The Listening Post

Thailand: the military and the media

The Kingdom and its media are placed under military control; plus heads roll at Spain’s three top dailies.

No military coup is complete without a media crackdown. When the military seized control of the country on May 22, Thailand’s new military leader General Prayuth Chan-Ocha declared that the country was under martial law: and nearly half of the provisions in that law served to curb news media. Since then, some international channels were blocked, journalists arrested, others schooled on how to report the coup.

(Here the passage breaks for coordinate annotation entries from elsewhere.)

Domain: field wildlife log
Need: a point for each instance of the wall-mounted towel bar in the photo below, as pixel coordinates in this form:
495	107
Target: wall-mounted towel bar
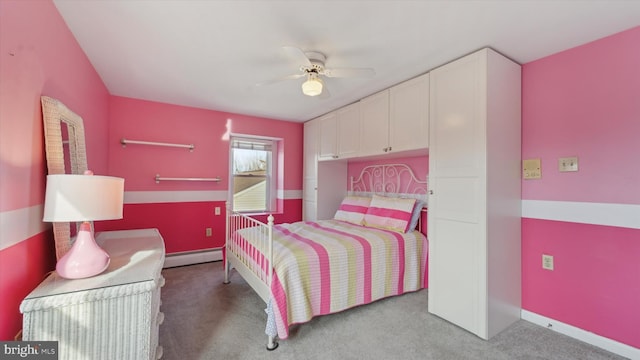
124	143
158	178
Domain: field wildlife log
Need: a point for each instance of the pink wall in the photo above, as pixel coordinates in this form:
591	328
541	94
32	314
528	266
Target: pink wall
38	56
584	102
418	164
182	223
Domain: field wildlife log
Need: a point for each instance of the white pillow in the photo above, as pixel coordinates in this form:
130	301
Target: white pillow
389	213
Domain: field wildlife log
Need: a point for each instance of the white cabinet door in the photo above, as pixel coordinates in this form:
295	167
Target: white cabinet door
328	137
456	176
474	208
309	190
374	125
348	127
409	115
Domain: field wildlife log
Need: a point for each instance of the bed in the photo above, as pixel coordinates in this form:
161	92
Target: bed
371	249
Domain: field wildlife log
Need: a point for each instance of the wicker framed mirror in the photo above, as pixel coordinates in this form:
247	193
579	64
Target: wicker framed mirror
66	154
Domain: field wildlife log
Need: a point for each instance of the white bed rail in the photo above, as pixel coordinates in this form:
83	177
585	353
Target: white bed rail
245	238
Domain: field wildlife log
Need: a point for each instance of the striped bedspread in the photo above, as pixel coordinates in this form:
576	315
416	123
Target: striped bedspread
328	266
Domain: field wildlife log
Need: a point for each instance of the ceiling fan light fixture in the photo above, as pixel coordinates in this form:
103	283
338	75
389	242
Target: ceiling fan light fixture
312	87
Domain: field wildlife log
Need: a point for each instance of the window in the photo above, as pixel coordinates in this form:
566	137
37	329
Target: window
252	174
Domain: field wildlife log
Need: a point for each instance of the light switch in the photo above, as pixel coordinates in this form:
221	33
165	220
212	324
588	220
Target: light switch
531	169
568	164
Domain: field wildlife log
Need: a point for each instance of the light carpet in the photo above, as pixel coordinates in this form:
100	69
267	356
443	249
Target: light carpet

We ask whether this is a permanent state of emergency or a temporary setback for media freedom in Thailand. Our voices are Gayathry Venkiteswaran, executive director of the Southeast Asian Press Alliance, Duncan McCargo, professor of political science at the University of Leeds, Kasit Piromya, politician with the Democrat party and Giles Ji Ungpakorn Thai-British academic and political activist.

Newsbytes this week: Ukraine: two journalists die as the story becomes increasingly dangerous to report; in Egypt: satirist Bassem Youssef is taken off-air indefinitely; and in Pakistan: two newspapers issue apologies  to the national security agency for reports of an attack on a journalist and the schism between former allies The Intercept and Wikileaks.

For our feature we take a look at Watergate Spanish style: a muckraking journalist; a slush fund; a prime minister discredited. Then there is the question of why three editors from the top three dailies – El Pais, El Mundo and La Vanguardia – were all let go in the space of three months.  That is where our report on the Spanish media begins this week.

The Listening Post’s Marcela Pizarro talks to the incoming directors at El Pais and El Mundo to ask them why their predecessors were shown the door, what this means for freedom of expression – and what they plan to do to boost sales in an industry that finds itself on the verge.

Finally, our web video of the week is a walk through the streets of Japan – backwards. SANDL, a French duo, have created the curious impression of all but one man to be walking backwards. To do it they filmed someone walking backwards through the streets of Tokyo, and then played it in reverse, giving us, ‘Tokyo Reverse.’